A waka flotilla is being welcomed at Cape Runaway, as it arrives in New Zealand for the Tuia 250 celebrations.
More than $20 million is being spent on events and resources to mark the 250 years since James Cook first landed in New Zealand, but it will also include commemorations of the first Polynesian waka that arrived in New Zealand 800 years ago.
Two waka hourua - Haunui and Ngahiraka Mai Tawhiti - and a Tahitian va'a tipaerua, Fa'afaite, are arriving at Haika o Tainui beach, in Cape Runaway, at 11am.
Cape Runaway, otherwise known as Whangaparāoa, is the place where a fleet of waka resisted the arrival of James Cook but is also where ancestral waka landed some 800 years before the Endeavour sailed in.
The flotilla is being welcomed by iwi Te Whānau a Apanui, with a whakatau for King Tuheitia at 10am, followed by the arrival of the waka hourua at 11am.
Māori Crown Relations: Te Arawhiti Minister Kelvin Davis who will also be there, has said that it has been a priority for the government to ensure that Māori perspectives had "rightful prominence" in the commemorations and that iwi and hapū had the opportunity to share their history.
"Tuia 250 means having honest conversations about our history and I encourage all our communities to get involved, to grow their respect for their own history and the history of others," he said.

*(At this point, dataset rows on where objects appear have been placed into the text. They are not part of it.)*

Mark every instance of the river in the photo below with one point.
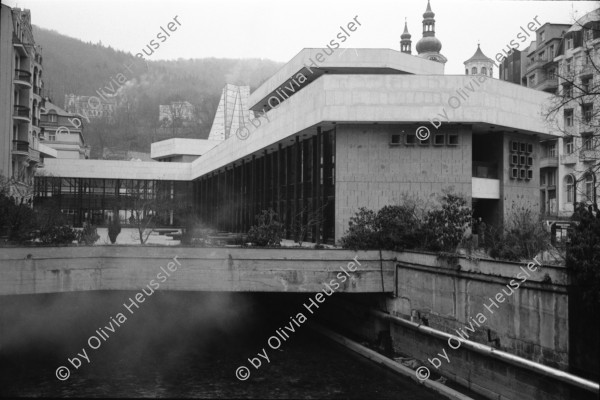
(178, 345)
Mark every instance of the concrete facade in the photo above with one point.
(67, 269)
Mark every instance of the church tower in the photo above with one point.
(429, 46)
(479, 64)
(405, 42)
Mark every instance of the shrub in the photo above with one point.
(583, 253)
(114, 228)
(445, 228)
(17, 221)
(400, 226)
(58, 235)
(362, 232)
(268, 231)
(89, 234)
(522, 237)
(410, 226)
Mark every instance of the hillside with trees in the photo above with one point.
(73, 66)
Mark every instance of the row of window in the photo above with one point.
(521, 174)
(587, 113)
(439, 139)
(521, 147)
(484, 71)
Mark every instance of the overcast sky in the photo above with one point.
(278, 30)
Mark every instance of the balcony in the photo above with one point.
(567, 159)
(18, 45)
(586, 70)
(549, 161)
(34, 155)
(486, 170)
(483, 188)
(21, 113)
(20, 147)
(548, 85)
(589, 155)
(23, 78)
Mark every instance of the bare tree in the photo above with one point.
(574, 109)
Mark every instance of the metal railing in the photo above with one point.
(22, 75)
(21, 111)
(21, 145)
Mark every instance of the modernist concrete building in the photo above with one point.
(20, 101)
(341, 135)
(541, 67)
(63, 132)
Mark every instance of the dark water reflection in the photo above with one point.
(178, 345)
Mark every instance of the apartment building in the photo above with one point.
(63, 132)
(21, 103)
(576, 153)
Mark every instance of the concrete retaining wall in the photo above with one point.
(67, 269)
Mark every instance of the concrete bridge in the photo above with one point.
(69, 269)
(523, 349)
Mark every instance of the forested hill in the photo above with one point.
(73, 66)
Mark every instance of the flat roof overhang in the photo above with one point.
(387, 99)
(349, 61)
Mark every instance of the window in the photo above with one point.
(552, 178)
(439, 139)
(588, 141)
(567, 90)
(570, 185)
(522, 173)
(453, 139)
(569, 42)
(569, 145)
(514, 159)
(588, 34)
(522, 160)
(589, 187)
(587, 112)
(568, 117)
(585, 85)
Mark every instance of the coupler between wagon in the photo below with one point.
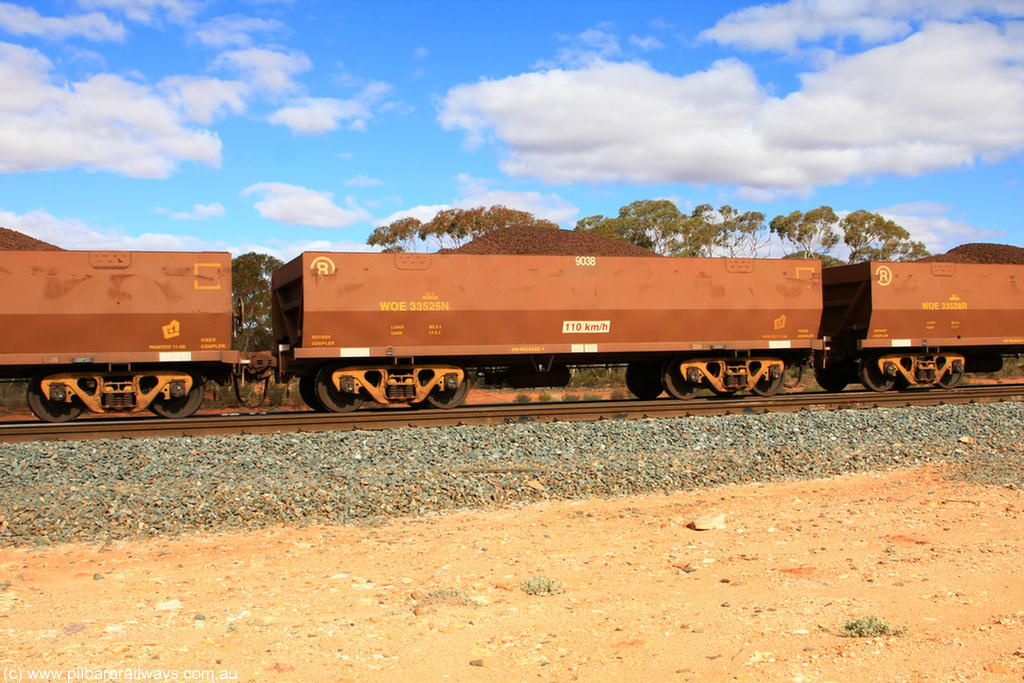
(944, 370)
(441, 386)
(725, 377)
(61, 396)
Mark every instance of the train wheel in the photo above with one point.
(830, 379)
(183, 407)
(307, 390)
(330, 397)
(950, 379)
(51, 411)
(768, 386)
(450, 397)
(644, 380)
(872, 377)
(676, 384)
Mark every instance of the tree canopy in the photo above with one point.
(251, 290)
(450, 228)
(660, 226)
(872, 238)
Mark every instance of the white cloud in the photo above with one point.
(423, 213)
(203, 99)
(27, 22)
(585, 48)
(880, 112)
(783, 26)
(481, 193)
(930, 222)
(235, 30)
(147, 11)
(199, 212)
(105, 123)
(74, 233)
(646, 43)
(301, 206)
(313, 116)
(364, 181)
(271, 71)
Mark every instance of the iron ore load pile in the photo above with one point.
(531, 240)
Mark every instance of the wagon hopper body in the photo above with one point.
(115, 331)
(897, 325)
(410, 328)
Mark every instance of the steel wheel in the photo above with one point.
(307, 390)
(677, 385)
(183, 407)
(51, 411)
(872, 377)
(331, 398)
(450, 397)
(950, 379)
(644, 380)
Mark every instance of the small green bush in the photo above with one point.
(869, 627)
(541, 585)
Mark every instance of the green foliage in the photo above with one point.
(451, 228)
(872, 238)
(660, 226)
(592, 378)
(742, 235)
(251, 290)
(541, 585)
(869, 627)
(810, 235)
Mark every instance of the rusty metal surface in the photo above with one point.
(64, 307)
(933, 304)
(500, 414)
(381, 305)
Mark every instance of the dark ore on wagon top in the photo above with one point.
(14, 241)
(981, 253)
(523, 240)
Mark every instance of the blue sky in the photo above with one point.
(276, 126)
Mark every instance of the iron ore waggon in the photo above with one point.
(895, 325)
(415, 328)
(115, 332)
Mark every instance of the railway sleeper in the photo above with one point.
(112, 392)
(727, 376)
(399, 384)
(944, 370)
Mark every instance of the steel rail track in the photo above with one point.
(202, 425)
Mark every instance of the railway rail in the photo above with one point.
(493, 414)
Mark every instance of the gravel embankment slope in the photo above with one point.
(93, 491)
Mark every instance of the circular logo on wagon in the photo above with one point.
(322, 265)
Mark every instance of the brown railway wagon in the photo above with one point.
(115, 331)
(408, 327)
(892, 325)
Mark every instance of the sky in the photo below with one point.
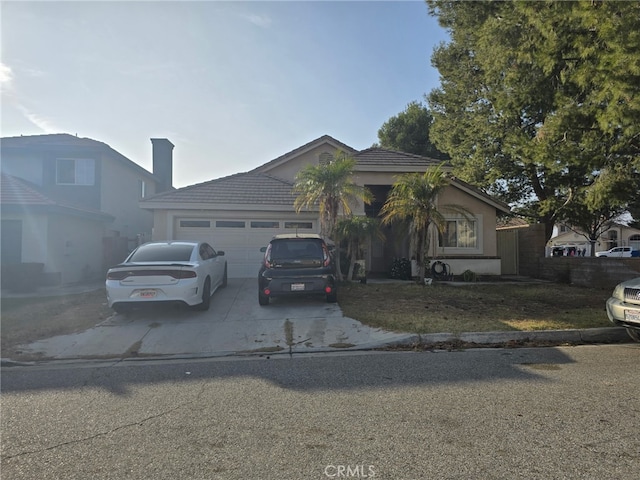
(232, 85)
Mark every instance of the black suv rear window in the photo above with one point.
(298, 248)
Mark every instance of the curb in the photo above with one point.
(541, 338)
(584, 336)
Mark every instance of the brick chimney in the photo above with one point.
(163, 163)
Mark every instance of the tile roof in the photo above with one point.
(380, 157)
(241, 188)
(323, 139)
(65, 139)
(16, 193)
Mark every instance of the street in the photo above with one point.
(569, 412)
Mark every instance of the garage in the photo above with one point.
(240, 238)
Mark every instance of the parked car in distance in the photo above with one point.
(297, 264)
(618, 252)
(623, 307)
(179, 272)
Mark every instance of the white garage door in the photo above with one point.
(240, 239)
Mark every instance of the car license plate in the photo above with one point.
(632, 316)
(145, 293)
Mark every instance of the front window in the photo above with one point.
(459, 233)
(75, 171)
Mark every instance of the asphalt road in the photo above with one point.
(542, 413)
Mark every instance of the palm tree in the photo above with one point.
(412, 201)
(330, 187)
(356, 230)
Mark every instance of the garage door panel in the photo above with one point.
(241, 246)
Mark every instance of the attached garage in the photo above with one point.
(240, 238)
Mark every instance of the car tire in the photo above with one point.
(634, 334)
(121, 309)
(263, 299)
(206, 296)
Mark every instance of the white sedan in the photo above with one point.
(184, 272)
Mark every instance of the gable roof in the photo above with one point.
(305, 148)
(66, 140)
(380, 159)
(242, 189)
(476, 192)
(18, 195)
(257, 187)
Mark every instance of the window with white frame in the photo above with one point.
(460, 233)
(75, 171)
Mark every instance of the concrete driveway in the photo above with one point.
(234, 324)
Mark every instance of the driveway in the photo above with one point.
(234, 324)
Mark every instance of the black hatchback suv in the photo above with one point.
(297, 264)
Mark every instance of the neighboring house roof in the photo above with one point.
(18, 195)
(63, 140)
(242, 188)
(305, 148)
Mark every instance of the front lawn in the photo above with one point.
(496, 306)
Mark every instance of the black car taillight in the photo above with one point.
(117, 275)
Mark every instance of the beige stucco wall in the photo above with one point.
(70, 248)
(120, 194)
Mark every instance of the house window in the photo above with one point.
(75, 171)
(229, 224)
(265, 224)
(299, 225)
(460, 233)
(195, 223)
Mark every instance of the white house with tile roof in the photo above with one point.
(242, 212)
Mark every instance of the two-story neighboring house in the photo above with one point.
(72, 204)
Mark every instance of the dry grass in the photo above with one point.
(407, 307)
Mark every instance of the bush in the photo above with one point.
(400, 269)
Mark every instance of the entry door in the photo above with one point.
(11, 241)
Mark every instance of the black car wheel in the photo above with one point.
(263, 299)
(633, 333)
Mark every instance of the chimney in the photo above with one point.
(163, 163)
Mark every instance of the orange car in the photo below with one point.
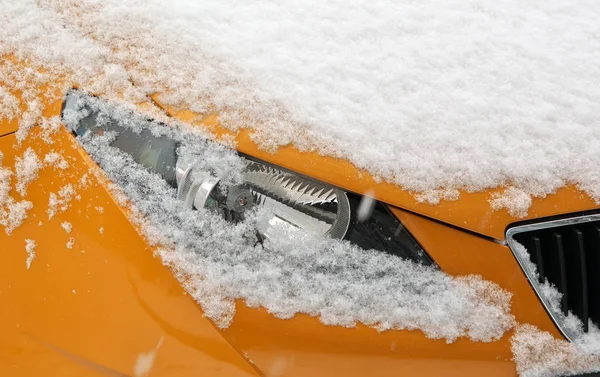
(83, 293)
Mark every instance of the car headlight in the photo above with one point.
(295, 202)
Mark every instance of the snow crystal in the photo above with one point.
(218, 262)
(49, 127)
(26, 168)
(61, 201)
(9, 104)
(436, 195)
(539, 354)
(28, 119)
(13, 213)
(427, 95)
(30, 249)
(66, 226)
(515, 200)
(57, 160)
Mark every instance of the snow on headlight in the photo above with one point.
(219, 261)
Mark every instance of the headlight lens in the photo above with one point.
(295, 202)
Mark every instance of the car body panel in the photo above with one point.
(472, 211)
(103, 307)
(105, 300)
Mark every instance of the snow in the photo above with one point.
(26, 168)
(12, 213)
(30, 249)
(60, 202)
(57, 160)
(66, 226)
(515, 200)
(436, 97)
(9, 104)
(218, 262)
(462, 95)
(540, 354)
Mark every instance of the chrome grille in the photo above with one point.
(566, 252)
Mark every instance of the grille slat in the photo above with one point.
(566, 253)
(584, 310)
(540, 259)
(562, 268)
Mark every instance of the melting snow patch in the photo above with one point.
(219, 262)
(539, 354)
(61, 201)
(30, 249)
(66, 226)
(57, 160)
(425, 95)
(9, 104)
(26, 168)
(515, 200)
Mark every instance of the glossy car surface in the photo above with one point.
(94, 308)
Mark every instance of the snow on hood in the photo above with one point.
(428, 95)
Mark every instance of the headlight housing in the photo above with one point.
(296, 203)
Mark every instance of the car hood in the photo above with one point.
(471, 211)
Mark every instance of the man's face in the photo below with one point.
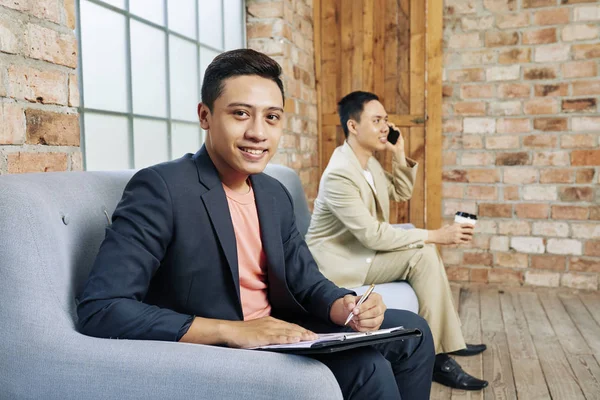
(371, 132)
(245, 126)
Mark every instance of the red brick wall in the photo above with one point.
(39, 126)
(521, 139)
(284, 30)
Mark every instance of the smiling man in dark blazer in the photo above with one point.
(204, 249)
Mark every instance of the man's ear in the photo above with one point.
(203, 113)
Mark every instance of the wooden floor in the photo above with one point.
(542, 343)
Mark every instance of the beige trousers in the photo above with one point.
(424, 270)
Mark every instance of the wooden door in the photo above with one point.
(394, 49)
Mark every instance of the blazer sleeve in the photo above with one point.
(307, 284)
(343, 199)
(111, 304)
(402, 181)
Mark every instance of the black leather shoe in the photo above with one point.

The waka will then sail to Tūranga or Gisborne for a dawn pōwhiri next Saturday before they join together with the other three European ships - the HMB Endeavour replica from Australia, the R.Tucker Thompson and the Spirit of New Zealand.
But there will be no pōwhiri for the replica of the HMB Endeavour, at Tūranga, after four major iwi in Gisborne refused to hold one for it.
Rongowhakaata Trust general manager Amohaere Houkamau said in a statement that iwi believed the descendants of colonialists who settled in the city should welcome the fleet instead.
The HMB Endeavour arrived in Tauranga yesterday, where it is getting customs clearance.